Der neue Regierungschef Israels wird höchst wahrscheinlich der alte sein: Präsident Reuven Rivlin hat den bisherigen Ministerpräsidenten Benjamin Netanjahu erneut mit der Regierungsbildung beauftragt. 65 der 120 künftigen Parlamentsabgeordneten empfahlen Netanjahu als künftigen Regierungschef, wie Rivlin auf Twitter schrieb. Der 69-jährige Netanjahu hat nun bis zu sechs Wochen Zeit, eine Koalition zu bilden. Als Knackpunkt in den Koalitionsverhandlungen gilt allerdings ein Gesetz, um schrittweise mehr strengreligiöse Männer zum Wehrdienst zu verpflichten.
Israel hatte vergangene Woche ein neues Parlament gewählt. Nach den offiziellen Ergebnissen erzielte die rechtskonservative Likud-Partei von Netanjahu 35 von 120 Sitzen im Parlament, genau wie das oppositionelle Mitte-Bündnis (Blau-Weiß) von Ex-Militärchef Benny Gantz.
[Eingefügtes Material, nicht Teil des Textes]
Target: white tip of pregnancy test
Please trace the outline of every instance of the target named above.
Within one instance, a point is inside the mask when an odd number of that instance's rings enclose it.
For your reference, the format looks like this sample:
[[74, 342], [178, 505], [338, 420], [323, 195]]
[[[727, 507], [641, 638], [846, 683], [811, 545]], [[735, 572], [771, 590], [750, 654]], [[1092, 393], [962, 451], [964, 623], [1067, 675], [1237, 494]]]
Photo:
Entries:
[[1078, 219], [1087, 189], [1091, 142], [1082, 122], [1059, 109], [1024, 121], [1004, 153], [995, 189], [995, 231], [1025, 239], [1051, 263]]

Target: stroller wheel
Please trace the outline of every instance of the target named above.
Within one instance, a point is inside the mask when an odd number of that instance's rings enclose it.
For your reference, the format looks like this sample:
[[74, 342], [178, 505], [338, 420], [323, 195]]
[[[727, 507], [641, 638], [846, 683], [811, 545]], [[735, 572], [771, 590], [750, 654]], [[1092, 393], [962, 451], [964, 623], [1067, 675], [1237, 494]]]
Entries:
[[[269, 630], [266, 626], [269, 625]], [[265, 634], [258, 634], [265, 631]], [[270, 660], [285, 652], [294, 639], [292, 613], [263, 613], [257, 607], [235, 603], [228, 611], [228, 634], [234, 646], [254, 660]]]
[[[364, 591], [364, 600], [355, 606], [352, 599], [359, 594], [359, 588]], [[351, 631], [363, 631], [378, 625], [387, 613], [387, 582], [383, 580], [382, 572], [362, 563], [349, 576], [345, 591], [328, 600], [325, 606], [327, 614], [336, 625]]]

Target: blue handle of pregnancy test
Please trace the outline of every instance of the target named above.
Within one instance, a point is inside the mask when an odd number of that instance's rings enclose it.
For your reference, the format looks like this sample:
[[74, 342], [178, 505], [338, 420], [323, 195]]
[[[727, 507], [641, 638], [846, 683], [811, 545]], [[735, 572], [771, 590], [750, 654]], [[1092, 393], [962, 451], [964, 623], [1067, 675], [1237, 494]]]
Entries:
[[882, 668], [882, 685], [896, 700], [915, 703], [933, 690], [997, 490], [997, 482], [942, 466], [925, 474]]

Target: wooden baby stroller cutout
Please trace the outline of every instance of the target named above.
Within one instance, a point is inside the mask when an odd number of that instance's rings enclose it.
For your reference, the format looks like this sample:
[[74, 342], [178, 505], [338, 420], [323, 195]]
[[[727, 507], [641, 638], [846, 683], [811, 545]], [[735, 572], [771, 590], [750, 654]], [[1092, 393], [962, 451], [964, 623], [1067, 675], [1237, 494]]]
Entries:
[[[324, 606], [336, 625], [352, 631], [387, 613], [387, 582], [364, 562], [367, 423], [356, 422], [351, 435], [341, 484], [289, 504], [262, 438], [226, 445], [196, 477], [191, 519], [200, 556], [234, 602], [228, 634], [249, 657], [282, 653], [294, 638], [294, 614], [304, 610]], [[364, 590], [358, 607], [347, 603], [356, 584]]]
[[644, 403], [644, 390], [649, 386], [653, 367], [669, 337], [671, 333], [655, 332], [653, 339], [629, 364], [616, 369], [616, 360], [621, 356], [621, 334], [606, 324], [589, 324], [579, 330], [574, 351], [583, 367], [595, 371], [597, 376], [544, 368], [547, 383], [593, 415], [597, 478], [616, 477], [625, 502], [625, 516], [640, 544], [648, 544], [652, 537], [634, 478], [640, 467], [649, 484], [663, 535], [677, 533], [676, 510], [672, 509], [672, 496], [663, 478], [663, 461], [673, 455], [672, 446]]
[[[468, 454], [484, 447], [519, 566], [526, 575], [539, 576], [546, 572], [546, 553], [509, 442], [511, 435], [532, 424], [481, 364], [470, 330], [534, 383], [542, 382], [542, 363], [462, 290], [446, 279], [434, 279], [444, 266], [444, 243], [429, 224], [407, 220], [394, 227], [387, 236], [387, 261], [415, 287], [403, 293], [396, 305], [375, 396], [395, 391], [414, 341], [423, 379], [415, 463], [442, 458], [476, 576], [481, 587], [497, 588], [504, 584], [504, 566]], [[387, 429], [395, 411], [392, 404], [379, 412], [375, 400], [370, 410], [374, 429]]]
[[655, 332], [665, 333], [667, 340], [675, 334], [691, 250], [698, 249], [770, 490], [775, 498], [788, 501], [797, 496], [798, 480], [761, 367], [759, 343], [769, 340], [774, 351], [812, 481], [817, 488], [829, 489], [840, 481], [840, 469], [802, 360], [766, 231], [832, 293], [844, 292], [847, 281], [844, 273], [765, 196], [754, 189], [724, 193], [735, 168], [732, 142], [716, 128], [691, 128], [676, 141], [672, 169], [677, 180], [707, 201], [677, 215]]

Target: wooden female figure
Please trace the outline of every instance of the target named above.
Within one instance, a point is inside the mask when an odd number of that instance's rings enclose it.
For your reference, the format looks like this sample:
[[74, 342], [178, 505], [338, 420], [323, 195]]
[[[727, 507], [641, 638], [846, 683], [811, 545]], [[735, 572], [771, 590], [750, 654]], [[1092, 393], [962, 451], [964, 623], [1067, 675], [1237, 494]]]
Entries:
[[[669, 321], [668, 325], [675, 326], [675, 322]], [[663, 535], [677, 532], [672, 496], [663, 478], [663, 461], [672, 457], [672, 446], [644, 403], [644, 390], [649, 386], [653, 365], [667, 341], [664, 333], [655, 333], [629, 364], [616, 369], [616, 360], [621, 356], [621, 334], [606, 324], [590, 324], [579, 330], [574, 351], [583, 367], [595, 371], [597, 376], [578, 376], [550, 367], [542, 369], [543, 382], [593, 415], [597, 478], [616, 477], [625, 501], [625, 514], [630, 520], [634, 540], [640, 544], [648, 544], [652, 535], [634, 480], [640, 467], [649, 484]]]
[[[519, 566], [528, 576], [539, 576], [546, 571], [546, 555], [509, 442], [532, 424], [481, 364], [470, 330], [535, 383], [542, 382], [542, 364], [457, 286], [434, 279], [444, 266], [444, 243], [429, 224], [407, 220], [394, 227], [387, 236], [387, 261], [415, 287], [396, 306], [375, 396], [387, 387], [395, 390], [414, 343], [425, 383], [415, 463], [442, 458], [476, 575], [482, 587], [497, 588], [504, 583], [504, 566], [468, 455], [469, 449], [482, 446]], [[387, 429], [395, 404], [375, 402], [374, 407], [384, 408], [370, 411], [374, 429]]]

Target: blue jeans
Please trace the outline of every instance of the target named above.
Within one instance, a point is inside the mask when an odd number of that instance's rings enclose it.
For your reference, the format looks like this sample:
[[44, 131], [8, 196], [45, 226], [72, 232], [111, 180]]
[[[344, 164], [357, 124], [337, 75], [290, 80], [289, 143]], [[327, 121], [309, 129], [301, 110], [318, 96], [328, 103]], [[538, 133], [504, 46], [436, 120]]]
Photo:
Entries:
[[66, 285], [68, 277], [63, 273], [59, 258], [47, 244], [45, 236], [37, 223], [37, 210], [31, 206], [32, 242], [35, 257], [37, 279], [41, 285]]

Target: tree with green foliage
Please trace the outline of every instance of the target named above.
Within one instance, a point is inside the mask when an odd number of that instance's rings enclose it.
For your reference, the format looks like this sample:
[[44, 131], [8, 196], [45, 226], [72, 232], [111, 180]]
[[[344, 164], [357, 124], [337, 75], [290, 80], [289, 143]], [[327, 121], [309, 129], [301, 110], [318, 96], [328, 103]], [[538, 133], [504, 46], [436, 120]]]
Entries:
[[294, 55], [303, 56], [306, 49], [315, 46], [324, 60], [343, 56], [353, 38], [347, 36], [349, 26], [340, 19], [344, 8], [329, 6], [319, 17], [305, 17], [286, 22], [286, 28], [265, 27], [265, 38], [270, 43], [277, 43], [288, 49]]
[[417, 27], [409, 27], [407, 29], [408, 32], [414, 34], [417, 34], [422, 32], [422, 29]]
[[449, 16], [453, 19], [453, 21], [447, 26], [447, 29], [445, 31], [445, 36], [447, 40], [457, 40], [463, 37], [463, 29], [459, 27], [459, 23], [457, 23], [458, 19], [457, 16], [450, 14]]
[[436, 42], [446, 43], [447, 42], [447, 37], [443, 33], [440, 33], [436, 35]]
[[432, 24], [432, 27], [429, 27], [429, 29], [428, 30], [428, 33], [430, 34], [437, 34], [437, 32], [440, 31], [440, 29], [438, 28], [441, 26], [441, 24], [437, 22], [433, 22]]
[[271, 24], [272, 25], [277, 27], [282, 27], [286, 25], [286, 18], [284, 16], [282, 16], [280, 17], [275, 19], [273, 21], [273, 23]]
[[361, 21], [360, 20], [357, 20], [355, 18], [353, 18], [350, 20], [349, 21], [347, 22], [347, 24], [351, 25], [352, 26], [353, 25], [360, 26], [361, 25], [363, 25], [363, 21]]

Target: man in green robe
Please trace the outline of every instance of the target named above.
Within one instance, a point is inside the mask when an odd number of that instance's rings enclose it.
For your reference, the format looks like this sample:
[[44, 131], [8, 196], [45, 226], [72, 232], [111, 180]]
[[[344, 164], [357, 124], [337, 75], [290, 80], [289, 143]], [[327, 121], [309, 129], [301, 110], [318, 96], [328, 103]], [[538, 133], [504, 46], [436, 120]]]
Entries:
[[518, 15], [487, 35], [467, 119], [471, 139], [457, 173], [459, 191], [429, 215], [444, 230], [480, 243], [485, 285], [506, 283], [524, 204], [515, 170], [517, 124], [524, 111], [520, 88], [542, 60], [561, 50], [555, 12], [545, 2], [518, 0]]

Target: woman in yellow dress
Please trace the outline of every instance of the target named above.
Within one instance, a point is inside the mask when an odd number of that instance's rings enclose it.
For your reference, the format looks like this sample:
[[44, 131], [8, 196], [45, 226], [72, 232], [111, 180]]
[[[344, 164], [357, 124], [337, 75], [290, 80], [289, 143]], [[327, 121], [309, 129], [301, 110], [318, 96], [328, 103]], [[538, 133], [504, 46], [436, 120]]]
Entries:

Allerdings hat das Lager rechter und religiöser Parteien eine Mehrheit.
So sprachen sich die strengreligiösen Parteien Schas und Vereinigtes Tora-Judentum ebenso für Netanjahu aus wie die ultrarechte Israel Beitenu von Avigdor Lieberman und die Union rechter Parteien. Auch Finanzminister Mosche Kachlon mit der Mitte-Partei Kulanu stützt demnach Netanjahu.
Das Wehrpflichtgesetz war bereits ein Auslöser für die Regierungskrise im vergangenen Jahr, die zu den vorgezogenen Wahlen im April geführt hatte. Regulär wäre erst im November gewählt worden. Die strengreligiösen Parteien lehnen den Militärdienst von strengreligiösen Männern strikt ab. Lieberman, der bis Ende letzten Jahres Verteidigungsminister war, hat das Gesetz allerdings zur Bedingung für eine Regierungsbeteiligung gemacht.
Der Wahlkampf war überschattet worden von Korruptionsvorwürfen gegen Netanjahu. Der Ministerpräsident wird verdächtigt, von befreundeten Milliardären teure Geschenke angenommen zu haben. Netanjahu wird zudem vorgeworfen, als Kommunikationsminister dem Telekomunternehmen Bezeq rechtliche Vergünstigungen gewährt zu haben. Im Austausch dagegen soll das zum Konzern gehörende Medium Walla positiv über ihn berichtet haben. Außerdem soll er einem kritischen Zeitungsverleger angeboten haben, im Gegenzug für positive Berichterstattung dessen Konkurrenzblatt zu schwächen. Noch in diesem Jahr könnte es zu einer Anklage kommen.